Augustine scholar Phillip Cary retrieves and reargues that the meaning of Protestant theology is Christ offered for us. He explains, “The Gospel, Protestant theology has taught ever since Luther, is God’s way of giving us nothing less than his own beloved son” (2-3). Overall, he succeeds in communicating his main thesis but I am wary about some of his conclusions.
In more specific language, he teases out the significance of justification to show what Protestant theology means and has to offer Christians: “The doctrine of justification by faith alone says, in effect: believe the Gospel rather than your fears. The word of God, not your conscience, is telling the truth about yourself: that you are one of those for whose sake Christ shed his blood, for whom he intercedes with the Father, and to whom he presents his own life-giving flesh” (3-4).
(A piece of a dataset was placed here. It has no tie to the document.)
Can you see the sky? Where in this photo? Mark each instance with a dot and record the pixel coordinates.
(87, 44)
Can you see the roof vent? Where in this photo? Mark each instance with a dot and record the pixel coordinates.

And so he concludes: “What Protestant theology has to offer the whole church, in this and all times, is a piety of the word of God that clings to the Gospel alone as the way God gives us his own Son, along with a set of doctrines and practices designed to make that piety central to our lives” (2019: 4).
Cary explains Luther’s theology by its “outward turn.” That is, Luther looked outward to the Word of God as the sacramental Word which is also found in Baptism and the Eucharist. This external Word contrasts the inward turn into the soul whose purpose is to ascend finally to the beatific vision.
On Cary’s reding, Luther understands justification as meaning Christ becomes ours totally. Hence, he calls Christ’s righteousness an alien and infused (infusus) righteousness that becomes ours by faith. In this sense, justification amounts to something like union with Christ.
But Luther, according to Cary, also sees righteousness as progressive rather than only a forensic justification. Largely, Luther’s progressive justification agrees with the Reformed idea of forensic justification and subsequent sanctification. Yet, as Cary shows through a deep and careful engagement with Luther himself, the particular arrangement of his theology differs from the later Reformed.
Luther first sees Christ become ours via infusion so that Christians are good. But Christians are good because of Christ alone. And then they become righteous because a good fruit bears good fruit. Hence, this outward turn to Christ changes the locus of the transformation of the inward turn of Augustine and Medieval thought.
But this outward turn does not lack specifics in Luther’s Gospel. Baptism, the Eucharist, the Word preached—these outward signs truly and actually bring the Word to hearers, although they remain ineffectual without faith (but still remain valid).
Cary’s expertise in Augustine throughout provides insights into Luther’s theology. Luther followed Augustine closely without some caveats. The main exception would be the outward turn of Luther which conflicted with Augustine’s more platonic, inward turn.
Augustine, however, did not have to worry about a developed medieval system of penance and sacraments. Hence, his inward turn, something of a boogeyman in Cary’s thought, loses much of its ferocity. It seems to me that Augustine has through Platonic language imbibed the inner-world of the Psalter. Yet when this inward turn found fertile ground within anxious medieval consciences, it becomes more obvious as to why Luther needed to turn outward for assurance and stability.
Cary’s reading of Luther may ruffle the feathers of some reformed readers. But that should not be the case. Luther did, in fact, use a different idiom than later Continental Reformers. But this by no means should threaten or scare reformed Christians. Pointedly, Luther can and has his own theological idiom within his medieval setting. Cary has helped us hear Luther more closely without imputing later categories to him.
What probably places this book beyond others is how Cary situates Luther as a medieval thinker. Luther knew and used the language of potency, actuality, infusion, habitus, and so on. He used them although not without critique. Yet Luther, as Cary shows, engaged with contemporary Roman Catholic theology at a level that adds profound understanding to Luther and his thought.
For this reason alone, I would recommend Cary’s work. He shows how Augustine and Medieval shaped Luther and how the Protestant theology first and foremost offers us Christ. What more could we want?
Disclaimer: the publisher provided me a review copy.